Vicki Torr Emerging Artist Prize 2021

When I received the phone call I flushed pink with excitement. It feels amazing to have such good news after what feels like a really long dry spell. Hearing that Portal won the Vicki Torr prize this year made me buzz with energy and motivation.

Close up of Portal: The Closed Door during the Glass Armours Solo Exhibition, 2021

Portal will be the first of many in the jade series. Although I call it the jade series, it’s actually made of cast recycled glass; a process I’ve been experimenting and developing over the last couple of years.

Although glass is a beautiful material to work with there are so many areas/steps in the making of glass artworks that could create waste. So as I’ve learnt more about the process, I’ve become more in tune with ways to recycle/reuse material. Some of them involve crushing up one off moulds that have been fired and mixing them into fresh raw material for mould making. (A process I learnt from Dr. Angela Thwaites, who calls the new mix ludo.) And sometimes that involves looking around at the discarded and shattered glass lying around, and giving them a new life.

The last two years have really opened my eyes to the effects of climate change. As an artist working with cast glass I realize that it is impossible to be completely carbon neutral but I guess I want to make as much of a difference as I can, however little it may seem so this series is an important step in that direction for me.

Thank you to the Ausglass members for voting me in and keep a lookout for a new body of work!

Carbon Footprint

The world before us is a postcard, and I imagine the story we are writing on it.
— Mary E. Pearson

Carbon Footprint holds a special place in my heart for it was my first step into the glass world. 

For this project [The Hybrid] I chose the subjects: boots and postcards. The end product was a hybrid of the chosen subjects’ concepts and function.
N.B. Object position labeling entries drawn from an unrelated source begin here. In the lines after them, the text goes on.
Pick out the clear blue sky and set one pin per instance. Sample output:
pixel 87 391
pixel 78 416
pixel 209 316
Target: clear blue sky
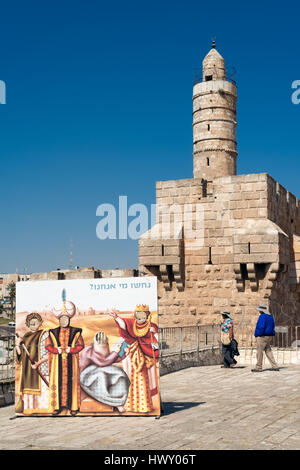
pixel 99 104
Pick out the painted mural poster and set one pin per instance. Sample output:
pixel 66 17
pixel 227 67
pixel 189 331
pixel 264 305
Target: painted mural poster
pixel 87 347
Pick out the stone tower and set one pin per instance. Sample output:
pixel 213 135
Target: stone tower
pixel 248 252
pixel 214 120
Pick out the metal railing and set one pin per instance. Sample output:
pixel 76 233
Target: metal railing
pixel 180 339
pixel 7 357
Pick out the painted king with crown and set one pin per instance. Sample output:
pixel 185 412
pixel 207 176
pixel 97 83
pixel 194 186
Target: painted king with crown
pixel 140 364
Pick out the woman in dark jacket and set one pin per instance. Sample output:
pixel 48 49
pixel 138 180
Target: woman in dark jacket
pixel 227 340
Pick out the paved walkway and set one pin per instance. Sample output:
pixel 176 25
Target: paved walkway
pixel 205 408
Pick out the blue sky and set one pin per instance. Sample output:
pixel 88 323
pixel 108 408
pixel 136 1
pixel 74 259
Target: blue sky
pixel 99 104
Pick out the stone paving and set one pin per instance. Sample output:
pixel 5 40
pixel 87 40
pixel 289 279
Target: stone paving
pixel 205 408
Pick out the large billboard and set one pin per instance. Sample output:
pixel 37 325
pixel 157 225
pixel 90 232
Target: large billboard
pixel 87 347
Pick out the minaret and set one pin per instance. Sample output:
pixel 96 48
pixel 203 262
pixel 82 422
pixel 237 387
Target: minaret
pixel 214 120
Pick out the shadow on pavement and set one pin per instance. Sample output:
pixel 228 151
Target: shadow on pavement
pixel 170 407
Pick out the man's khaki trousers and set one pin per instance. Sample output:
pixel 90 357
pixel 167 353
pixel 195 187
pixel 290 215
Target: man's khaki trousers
pixel 264 345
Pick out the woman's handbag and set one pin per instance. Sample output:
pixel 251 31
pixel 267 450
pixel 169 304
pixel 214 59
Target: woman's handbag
pixel 225 339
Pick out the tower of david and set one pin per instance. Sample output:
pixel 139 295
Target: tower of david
pixel 247 247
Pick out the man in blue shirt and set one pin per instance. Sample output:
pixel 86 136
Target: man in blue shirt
pixel 264 332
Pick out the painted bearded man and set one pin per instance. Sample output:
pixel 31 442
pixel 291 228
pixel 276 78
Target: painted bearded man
pixel 64 344
pixel 141 336
pixel 33 391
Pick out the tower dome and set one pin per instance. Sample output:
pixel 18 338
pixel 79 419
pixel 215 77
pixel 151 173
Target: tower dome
pixel 213 66
pixel 214 120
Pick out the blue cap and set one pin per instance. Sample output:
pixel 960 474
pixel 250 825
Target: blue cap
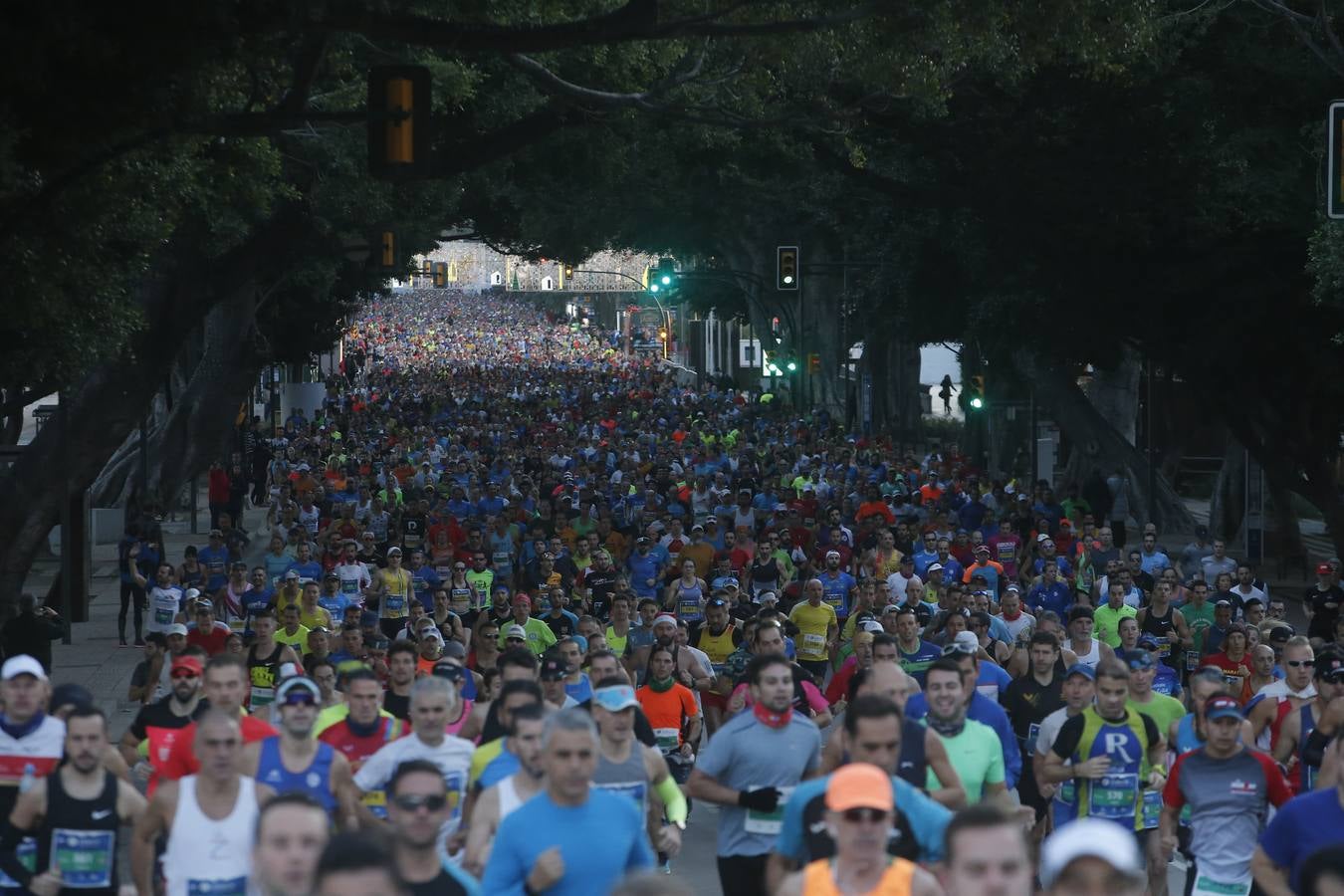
pixel 1082 669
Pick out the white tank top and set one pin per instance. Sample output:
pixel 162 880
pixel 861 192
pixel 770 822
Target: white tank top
pixel 208 857
pixel 508 796
pixel 1093 657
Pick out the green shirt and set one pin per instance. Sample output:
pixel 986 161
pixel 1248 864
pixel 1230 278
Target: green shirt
pixel 978 757
pixel 1162 710
pixel 1108 622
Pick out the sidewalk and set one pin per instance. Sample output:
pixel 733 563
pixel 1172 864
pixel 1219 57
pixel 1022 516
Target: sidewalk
pixel 93 657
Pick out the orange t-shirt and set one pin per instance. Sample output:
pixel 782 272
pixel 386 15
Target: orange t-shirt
pixel 667 712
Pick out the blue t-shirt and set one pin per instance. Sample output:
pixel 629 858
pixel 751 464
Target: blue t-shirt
pixel 734 760
pixel 988 712
pixel 1301 826
pixel 928 819
pixel 606 818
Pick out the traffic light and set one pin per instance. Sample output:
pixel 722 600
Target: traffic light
pixel 399 107
pixel 786 268
pixel 974 394
pixel 1335 161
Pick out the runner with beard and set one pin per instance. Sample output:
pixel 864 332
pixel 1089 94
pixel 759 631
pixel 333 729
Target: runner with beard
pixel 752 794
pixel 718 638
pixel 158 724
pixel 498 800
pixel 74 814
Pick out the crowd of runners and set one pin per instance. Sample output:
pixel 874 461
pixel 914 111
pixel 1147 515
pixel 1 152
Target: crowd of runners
pixel 511 607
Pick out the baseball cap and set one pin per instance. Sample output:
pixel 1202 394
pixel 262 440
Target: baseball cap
pixel 22 665
pixel 295 685
pixel 1082 669
pixel 1222 707
pixel 1329 665
pixel 188 664
pixel 859 786
pixel 614 697
pixel 1090 838
pixel 1139 660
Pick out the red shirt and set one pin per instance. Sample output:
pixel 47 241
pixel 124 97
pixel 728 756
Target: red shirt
pixel 181 758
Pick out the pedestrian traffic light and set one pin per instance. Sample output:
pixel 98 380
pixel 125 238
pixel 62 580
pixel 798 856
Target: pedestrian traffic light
pixel 974 394
pixel 786 268
pixel 399 107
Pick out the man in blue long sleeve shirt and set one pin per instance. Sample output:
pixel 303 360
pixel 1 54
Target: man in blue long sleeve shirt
pixel 982 710
pixel 570 840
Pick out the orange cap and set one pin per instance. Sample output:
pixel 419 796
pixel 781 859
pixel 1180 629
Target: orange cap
pixel 859 786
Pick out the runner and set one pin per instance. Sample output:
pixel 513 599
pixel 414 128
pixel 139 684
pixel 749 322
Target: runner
pixel 752 794
pixel 859 811
pixel 418 807
pixel 548 844
pixel 296 762
pixel 629 768
pixel 215 808
pixel 1113 754
pixel 874 734
pixel 74 814
pixel 498 800
pixel 433 703
pixel 291 834
pixel 1229 790
pixel 363 731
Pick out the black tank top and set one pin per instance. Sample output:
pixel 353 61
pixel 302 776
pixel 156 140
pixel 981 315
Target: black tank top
pixel 83 835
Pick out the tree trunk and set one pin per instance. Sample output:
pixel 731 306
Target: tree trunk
pixel 1098 445
pixel 1228 504
pixel 101 411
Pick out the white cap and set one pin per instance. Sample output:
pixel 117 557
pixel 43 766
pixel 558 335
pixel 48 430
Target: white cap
pixel 22 665
pixel 1090 837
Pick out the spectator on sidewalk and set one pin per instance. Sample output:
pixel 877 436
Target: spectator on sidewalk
pixel 31 631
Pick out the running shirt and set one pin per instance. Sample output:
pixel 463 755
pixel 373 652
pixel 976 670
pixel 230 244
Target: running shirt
pixel 80 838
pixel 629 777
pixel 164 606
pixel 1117 795
pixel 1229 802
pixel 453 758
pixel 208 857
pixel 315 781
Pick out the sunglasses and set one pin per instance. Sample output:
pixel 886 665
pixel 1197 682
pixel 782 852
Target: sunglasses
pixel 410 802
pixel 870 815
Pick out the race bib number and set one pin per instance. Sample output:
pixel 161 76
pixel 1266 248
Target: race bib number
pixel 1152 808
pixel 768 822
pixel 668 739
pixel 84 857
pixel 27 854
pixel 1113 796
pixel 230 887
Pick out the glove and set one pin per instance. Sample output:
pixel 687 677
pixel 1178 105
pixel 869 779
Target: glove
pixel 760 799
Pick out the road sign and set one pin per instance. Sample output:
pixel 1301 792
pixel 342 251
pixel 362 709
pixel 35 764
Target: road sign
pixel 1335 160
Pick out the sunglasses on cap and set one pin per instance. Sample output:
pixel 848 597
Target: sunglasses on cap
pixel 410 802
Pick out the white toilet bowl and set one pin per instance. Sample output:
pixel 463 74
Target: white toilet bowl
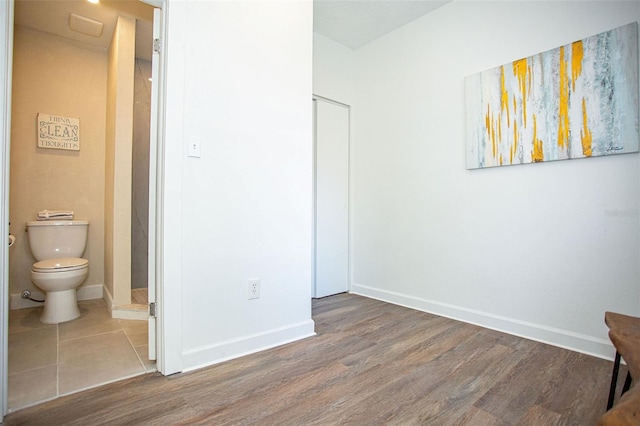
pixel 59 278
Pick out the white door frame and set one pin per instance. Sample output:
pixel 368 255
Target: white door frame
pixel 155 253
pixel 349 195
pixel 6 67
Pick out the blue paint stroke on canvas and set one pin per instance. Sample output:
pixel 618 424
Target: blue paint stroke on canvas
pixel 579 100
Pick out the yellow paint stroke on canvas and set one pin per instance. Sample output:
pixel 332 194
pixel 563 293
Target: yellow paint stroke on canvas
pixel 504 98
pixel 585 133
pixel 563 119
pixel 514 147
pixel 537 155
pixel 520 70
pixel 577 52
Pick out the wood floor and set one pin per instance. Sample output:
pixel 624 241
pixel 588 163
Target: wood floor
pixel 371 363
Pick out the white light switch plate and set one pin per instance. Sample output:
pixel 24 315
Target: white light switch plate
pixel 193 149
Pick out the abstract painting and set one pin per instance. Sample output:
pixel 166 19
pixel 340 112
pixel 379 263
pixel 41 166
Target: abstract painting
pixel 579 100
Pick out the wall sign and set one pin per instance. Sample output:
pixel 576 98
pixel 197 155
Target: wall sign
pixel 57 132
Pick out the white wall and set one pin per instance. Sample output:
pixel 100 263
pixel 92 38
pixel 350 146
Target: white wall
pixel 526 249
pixel 333 70
pixel 239 79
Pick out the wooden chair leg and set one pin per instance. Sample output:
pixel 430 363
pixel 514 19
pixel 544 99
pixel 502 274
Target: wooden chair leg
pixel 627 383
pixel 614 381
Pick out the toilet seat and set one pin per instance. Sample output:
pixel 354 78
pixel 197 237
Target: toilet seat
pixel 63 264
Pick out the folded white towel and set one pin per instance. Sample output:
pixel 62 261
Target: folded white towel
pixel 55 215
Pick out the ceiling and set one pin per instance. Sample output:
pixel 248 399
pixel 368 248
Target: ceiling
pixel 52 16
pixel 354 23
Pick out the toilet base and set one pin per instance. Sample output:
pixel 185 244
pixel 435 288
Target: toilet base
pixel 60 306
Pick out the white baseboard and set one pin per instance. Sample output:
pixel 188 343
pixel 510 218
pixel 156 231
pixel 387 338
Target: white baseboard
pixel 214 354
pixel 553 336
pixel 88 292
pixel 131 314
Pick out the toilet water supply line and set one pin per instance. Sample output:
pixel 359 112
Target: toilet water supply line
pixel 27 295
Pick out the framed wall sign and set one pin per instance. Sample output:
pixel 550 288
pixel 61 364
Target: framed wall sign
pixel 56 132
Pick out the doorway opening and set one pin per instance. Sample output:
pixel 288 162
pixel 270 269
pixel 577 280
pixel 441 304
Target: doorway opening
pixel 78 181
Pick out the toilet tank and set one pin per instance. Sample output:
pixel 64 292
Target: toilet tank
pixel 56 239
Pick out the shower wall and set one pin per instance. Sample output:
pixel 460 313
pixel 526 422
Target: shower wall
pixel 140 181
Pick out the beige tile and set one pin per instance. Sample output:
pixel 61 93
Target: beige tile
pixel 26 319
pixel 143 354
pixel 29 350
pixel 93 360
pixel 136 331
pixel 32 386
pixel 94 319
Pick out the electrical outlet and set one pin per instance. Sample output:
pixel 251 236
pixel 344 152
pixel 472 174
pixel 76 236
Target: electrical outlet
pixel 254 288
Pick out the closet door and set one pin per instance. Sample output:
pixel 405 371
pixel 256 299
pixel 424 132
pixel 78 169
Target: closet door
pixel 331 198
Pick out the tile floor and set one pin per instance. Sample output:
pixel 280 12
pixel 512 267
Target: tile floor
pixel 46 361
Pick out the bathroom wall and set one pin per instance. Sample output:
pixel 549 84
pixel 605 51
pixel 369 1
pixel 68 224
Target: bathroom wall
pixel 55 76
pixel 140 174
pixel 119 137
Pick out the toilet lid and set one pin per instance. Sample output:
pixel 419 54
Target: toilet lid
pixel 62 264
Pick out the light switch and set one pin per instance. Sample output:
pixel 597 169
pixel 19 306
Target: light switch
pixel 194 147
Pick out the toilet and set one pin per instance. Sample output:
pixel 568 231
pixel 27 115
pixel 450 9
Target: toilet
pixel 59 270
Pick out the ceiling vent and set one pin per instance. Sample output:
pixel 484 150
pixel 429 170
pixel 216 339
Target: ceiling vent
pixel 85 25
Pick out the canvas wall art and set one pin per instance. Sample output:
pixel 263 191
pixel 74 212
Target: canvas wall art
pixel 579 100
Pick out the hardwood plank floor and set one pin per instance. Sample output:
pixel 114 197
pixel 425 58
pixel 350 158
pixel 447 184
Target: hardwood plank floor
pixel 371 363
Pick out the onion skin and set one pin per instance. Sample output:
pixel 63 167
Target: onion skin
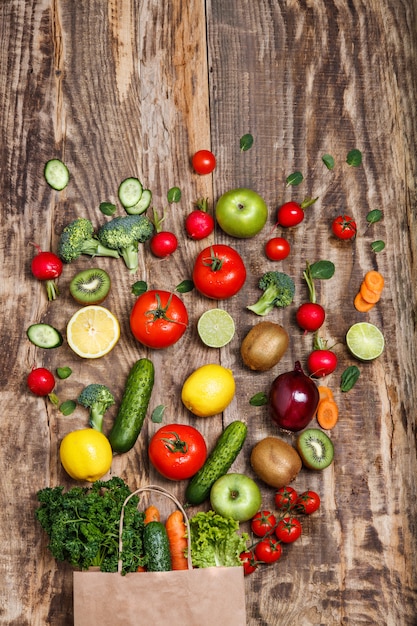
pixel 293 399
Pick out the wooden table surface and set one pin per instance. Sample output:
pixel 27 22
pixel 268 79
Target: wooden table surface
pixel 134 88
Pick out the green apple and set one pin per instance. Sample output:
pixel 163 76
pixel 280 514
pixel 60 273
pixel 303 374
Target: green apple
pixel 241 213
pixel 236 496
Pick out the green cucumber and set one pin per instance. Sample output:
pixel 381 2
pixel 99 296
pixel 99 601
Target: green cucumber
pixel 156 547
pixel 133 407
pixel 218 462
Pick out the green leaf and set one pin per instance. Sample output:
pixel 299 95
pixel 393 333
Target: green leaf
pixel 322 270
pixel 294 179
pixel 174 194
pixel 185 286
pixel 246 142
pixel 63 372
pixel 377 246
pixel 259 399
pixel 328 161
pixel 158 414
pixel 354 158
pixel 139 287
pixel 107 208
pixel 67 407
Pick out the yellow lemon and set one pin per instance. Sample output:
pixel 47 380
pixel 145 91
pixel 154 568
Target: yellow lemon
pixel 86 454
pixel 208 390
pixel 93 331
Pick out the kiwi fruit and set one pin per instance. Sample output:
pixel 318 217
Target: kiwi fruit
pixel 90 286
pixel 275 461
pixel 315 448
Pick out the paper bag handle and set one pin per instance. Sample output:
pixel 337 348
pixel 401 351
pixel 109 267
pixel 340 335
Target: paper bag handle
pixel 164 492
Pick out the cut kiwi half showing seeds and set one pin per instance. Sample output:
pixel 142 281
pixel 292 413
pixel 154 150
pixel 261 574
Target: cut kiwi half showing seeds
pixel 90 286
pixel 315 448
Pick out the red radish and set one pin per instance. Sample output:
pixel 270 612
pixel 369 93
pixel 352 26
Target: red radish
pixel 47 266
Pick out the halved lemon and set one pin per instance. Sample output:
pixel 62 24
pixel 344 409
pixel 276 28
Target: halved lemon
pixel 92 332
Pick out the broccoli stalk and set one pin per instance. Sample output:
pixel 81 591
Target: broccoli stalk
pixel 124 235
pixel 278 291
pixel 96 398
pixel 78 238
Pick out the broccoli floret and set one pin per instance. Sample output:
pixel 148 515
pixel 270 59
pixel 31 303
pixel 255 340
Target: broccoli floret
pixel 124 235
pixel 78 238
pixel 97 398
pixel 278 291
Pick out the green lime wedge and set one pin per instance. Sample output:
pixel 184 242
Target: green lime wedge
pixel 216 328
pixel 365 341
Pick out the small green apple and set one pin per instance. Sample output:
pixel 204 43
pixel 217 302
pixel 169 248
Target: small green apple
pixel 241 213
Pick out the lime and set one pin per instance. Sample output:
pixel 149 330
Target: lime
pixel 216 328
pixel 365 341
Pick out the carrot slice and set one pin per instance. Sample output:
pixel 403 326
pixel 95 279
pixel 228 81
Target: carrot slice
pixel 327 414
pixel 361 305
pixel 374 280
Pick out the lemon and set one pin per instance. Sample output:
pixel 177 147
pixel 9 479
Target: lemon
pixel 216 328
pixel 86 454
pixel 208 390
pixel 92 332
pixel 365 341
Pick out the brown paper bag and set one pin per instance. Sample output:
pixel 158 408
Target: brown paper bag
pixel 211 596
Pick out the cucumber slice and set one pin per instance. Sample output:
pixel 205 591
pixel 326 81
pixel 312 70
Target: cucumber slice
pixel 44 336
pixel 142 205
pixel 130 192
pixel 56 174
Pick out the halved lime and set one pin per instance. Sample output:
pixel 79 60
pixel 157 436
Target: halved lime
pixel 365 341
pixel 216 328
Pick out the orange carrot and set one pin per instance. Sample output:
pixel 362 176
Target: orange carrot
pixel 152 514
pixel 327 414
pixel 176 531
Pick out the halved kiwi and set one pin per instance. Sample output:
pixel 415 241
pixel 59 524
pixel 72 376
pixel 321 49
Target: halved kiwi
pixel 90 286
pixel 315 448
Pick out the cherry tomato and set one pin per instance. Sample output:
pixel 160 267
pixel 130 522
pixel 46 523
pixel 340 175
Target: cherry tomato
pixel 158 319
pixel 163 244
pixel 219 272
pixel 288 530
pixel 177 451
pixel 41 381
pixel 344 227
pixel 250 564
pixel 277 249
pixel 263 523
pixel 310 316
pixel 203 162
pixel 321 363
pixel 290 214
pixel 285 498
pixel 268 550
pixel 307 502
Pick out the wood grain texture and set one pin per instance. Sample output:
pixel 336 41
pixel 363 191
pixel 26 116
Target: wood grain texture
pixel 134 87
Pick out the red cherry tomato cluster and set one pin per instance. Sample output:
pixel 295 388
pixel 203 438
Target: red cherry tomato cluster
pixel 274 529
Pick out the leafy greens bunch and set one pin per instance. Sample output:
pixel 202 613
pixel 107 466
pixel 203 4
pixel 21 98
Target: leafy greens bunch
pixel 83 525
The concept I’m exploring was inspired by a close friend of mine, who had gone off to Africa after months of depression, and the change in his perspective through his travels. What intrigued me was that while I understood the change and the experience on a cognitive level, there was a level of empathy that I could not reach. It was like walking in someone else’s shoes but they were ill fit because of the way my feet had grown through the life and genes that have shaped the present me. It made me reflect on the journal entries I had written during my travels and I realised that although I could certainly empathize more, a 100% connection was not reachable there either. And in the end, although these records (journals an postcards) can reach out to our imagination and take us off into another time and place, no matter how close fitting they are as we walk in these boots, they will never be perfect. The imprints we leave behind as we walk in them will be like Chinese whispers; lost and smudged in translation.

 

Possible future directions
 

The sculpture may become a moving glass boot with inscriptions of the postcard engraved on the sole of the shoe. The presentation will include it walking over a layer of sand and leaving faint imprints of the contents of the engraved postcard behind.
In regards to how the boots will move I have considered two options;
1. creating a mechanical foot that operates on kinetic energy
2. putting the glass boot on as one would an actual boot and walking in them.
(I think the latter option is more conducive to the concept but in terms of long term display, the former might be more functional.)
The materials I will be exploring is glass and ceramics. The reason I chose to cast the boot out of glass is both out of aesthetic and symbolic concerns. It draws a parallel from the Cinderella fable, where the glass shoe would fit no one perfectly except for Cinderella and this would be emphasized even more if I were to choose option 2 and put the boots on to walk in; making it transparent that I am not the original user of the shoes.
If I were to choose option 1, I would create the mechanical system in which the cogs would be ceramic. The reason I chose ceramics is once again for aesthetic and symbolic concerns; I find clay to be a suitable medium because of its tactile quality and the fact that it comes from the earth and its ability to harden into a bone like character.